I truly believe that those of us that have been chosen to work with depression as a teacher are the ones who transmute and digest the pain, sadness and suffering of the collective, we are the alchemists that navigate the dark night of our souls over and over again so that we can birth lightness and life into the world, so if you are one of the chosen ones on this journey, know that what you are transmuting and processing is creating medicine that has a reach well beyond what you could ever imagine.


I am grateful to every person who walks with depression as their teacher.


If you are blessed to have a different teacher in life and don’t have to walk with depression, please reach out to those who do, let them know you love them, that they matter, that you will still be there for them on the other side. I understand that it is challenging to walk beside them, but it helps to know that once you come out of the wave you won’t be alone.


Try to understand that “no, they are not okay” but they don’t have the capacity to ask for help because the simple act of getting through a day and doing what they need or have to is already taking more than you could ever imagine and they are exhausted.


So if they withdraw, let them know they are still held, by reaching for them gently and maybe just holding their hand while they cry or their hearts from afar.


I know it’s hard and can be even harder if you don’t see reasons you understand for why someone would be so sad, or can’t understand why life would be tough for them, because you see how much they have to be happy and grateful about, please know that they know this too, which only makes the lessons of teacher depression so much harder to swallow - those of us journeying with depression know we “should” be happy, we can see how much we have and how much we have to be grateful for, but we don’t have a choice in feeling our hearts breaking with every breath.

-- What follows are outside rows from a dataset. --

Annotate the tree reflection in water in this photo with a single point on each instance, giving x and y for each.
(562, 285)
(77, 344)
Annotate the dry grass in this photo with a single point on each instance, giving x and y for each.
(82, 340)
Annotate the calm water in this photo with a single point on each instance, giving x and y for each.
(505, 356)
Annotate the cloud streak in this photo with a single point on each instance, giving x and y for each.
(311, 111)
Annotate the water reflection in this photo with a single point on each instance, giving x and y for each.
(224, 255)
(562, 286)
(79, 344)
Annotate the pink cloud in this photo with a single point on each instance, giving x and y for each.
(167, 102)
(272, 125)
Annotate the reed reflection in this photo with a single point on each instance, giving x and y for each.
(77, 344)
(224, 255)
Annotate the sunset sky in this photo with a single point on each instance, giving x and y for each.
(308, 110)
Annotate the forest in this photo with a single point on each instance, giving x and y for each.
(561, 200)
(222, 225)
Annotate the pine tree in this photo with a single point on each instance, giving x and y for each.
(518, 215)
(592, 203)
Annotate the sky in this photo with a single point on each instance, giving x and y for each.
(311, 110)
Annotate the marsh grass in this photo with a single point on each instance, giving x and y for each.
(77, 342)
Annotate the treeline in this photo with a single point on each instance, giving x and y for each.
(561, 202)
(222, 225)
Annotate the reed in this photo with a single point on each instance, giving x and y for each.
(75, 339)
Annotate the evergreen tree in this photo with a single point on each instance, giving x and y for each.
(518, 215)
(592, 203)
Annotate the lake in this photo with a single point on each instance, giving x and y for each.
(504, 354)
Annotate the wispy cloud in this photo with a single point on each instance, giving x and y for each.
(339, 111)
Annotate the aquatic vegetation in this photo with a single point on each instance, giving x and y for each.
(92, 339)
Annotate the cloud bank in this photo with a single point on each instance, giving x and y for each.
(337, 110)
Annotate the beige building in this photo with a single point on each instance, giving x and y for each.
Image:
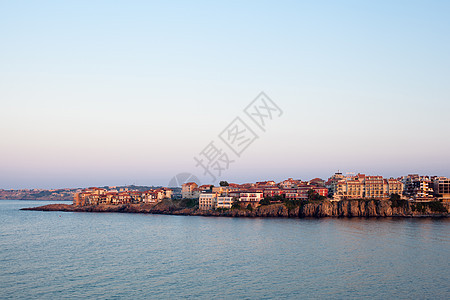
(207, 201)
(224, 202)
(362, 186)
(189, 190)
(442, 188)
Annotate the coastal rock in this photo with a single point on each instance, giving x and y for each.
(319, 209)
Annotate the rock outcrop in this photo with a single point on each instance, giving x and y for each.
(320, 209)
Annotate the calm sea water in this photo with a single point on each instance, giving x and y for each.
(57, 255)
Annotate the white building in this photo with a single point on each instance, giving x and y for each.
(207, 201)
(224, 202)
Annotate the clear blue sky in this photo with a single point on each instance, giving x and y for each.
(118, 92)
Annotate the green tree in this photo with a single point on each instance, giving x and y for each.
(236, 204)
(265, 201)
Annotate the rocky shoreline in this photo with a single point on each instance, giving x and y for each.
(319, 209)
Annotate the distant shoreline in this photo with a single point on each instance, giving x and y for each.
(346, 208)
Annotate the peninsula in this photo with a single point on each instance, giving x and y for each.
(340, 196)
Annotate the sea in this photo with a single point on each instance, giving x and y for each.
(74, 255)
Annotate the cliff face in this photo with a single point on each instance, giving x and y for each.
(346, 208)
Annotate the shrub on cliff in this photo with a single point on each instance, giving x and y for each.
(434, 206)
(265, 201)
(396, 201)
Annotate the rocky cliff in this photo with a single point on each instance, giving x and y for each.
(346, 208)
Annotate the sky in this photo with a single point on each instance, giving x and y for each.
(96, 93)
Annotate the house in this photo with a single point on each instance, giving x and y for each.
(189, 190)
(207, 201)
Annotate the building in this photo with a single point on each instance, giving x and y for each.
(361, 186)
(224, 201)
(254, 197)
(207, 201)
(442, 188)
(419, 188)
(189, 190)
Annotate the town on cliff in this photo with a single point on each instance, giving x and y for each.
(412, 190)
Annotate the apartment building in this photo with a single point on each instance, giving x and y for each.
(442, 188)
(189, 190)
(207, 201)
(224, 201)
(362, 186)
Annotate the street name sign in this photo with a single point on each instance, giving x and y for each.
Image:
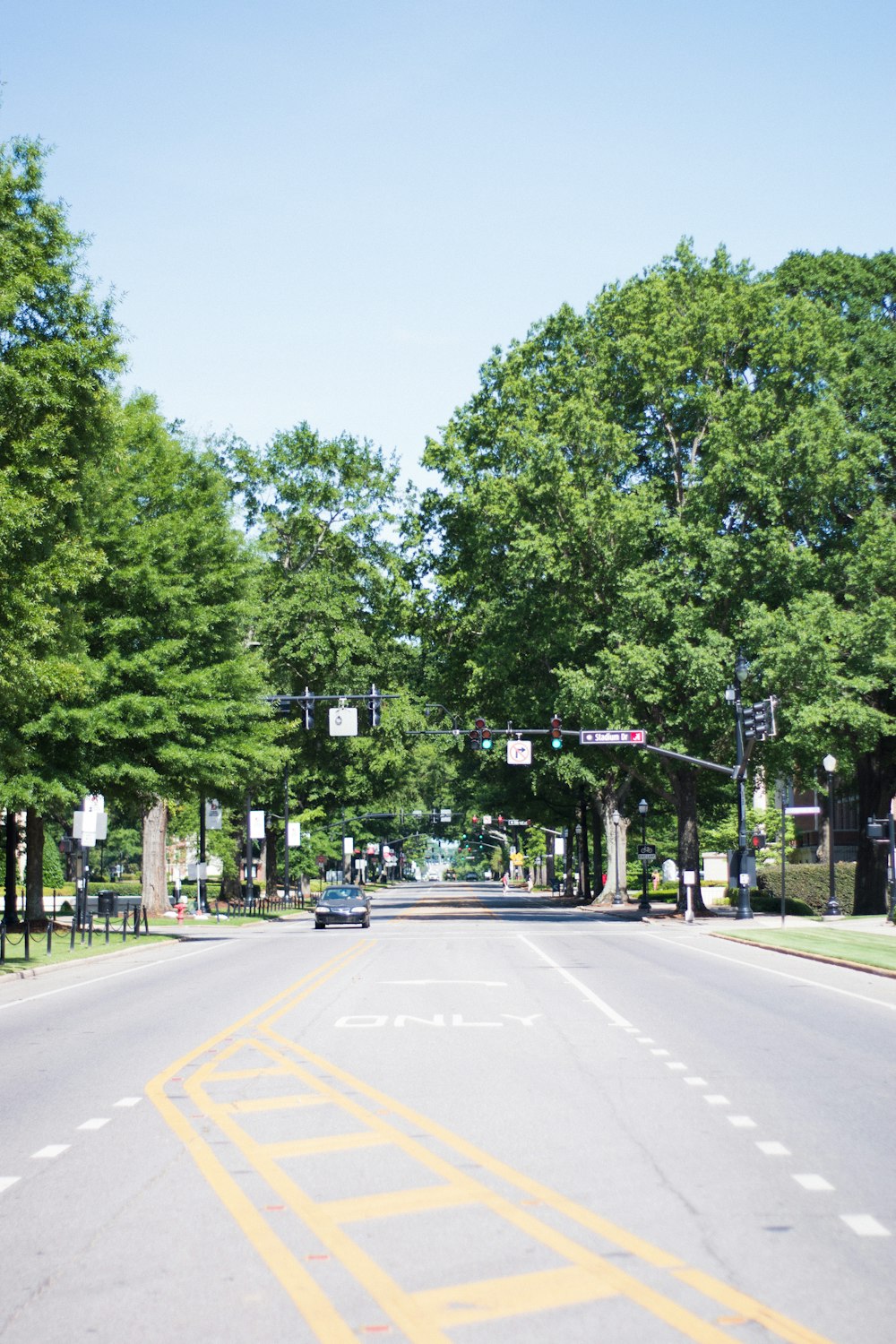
(611, 737)
(519, 752)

I don’t have the answers to this, I cannot leave you with some inspired wisdom or some tantalising quotable little quip that’s gonna make it all okay because there aren’t any, I can share that during my year of spiralling severe depression I continued to work, to serve my clients, to create and successfully launch a beautiful and powerful new course, Alchemy Through the Medicine Wheel, to run another cycle of Alchemy Sacred Feminine Activation with magical inspiring women, to be a mother and a wife (even though not the greatest one) to move house… again, to navigate a completely unfamiliar place and community, to meet new people and create even more beautiful offerings that will launch next year and to redesign and rebuild my website, twice….

So yes it has been a debilitatingly hard year and I am truly on my knees praying to every Goddess that’ll listen that I am permitted to not journey with teacher depression again next year, but all in all, I want to remind those of you that are suffering, that you are still a creative force in this universe and in your own life and you deserve to acknowledge what you have achieved under the weight of the sadness you carry and the darkness you transmute.


Remember - the beauty of the rain is how it falls - your fall can be powerful, cleansing and beautiful and you will rise again.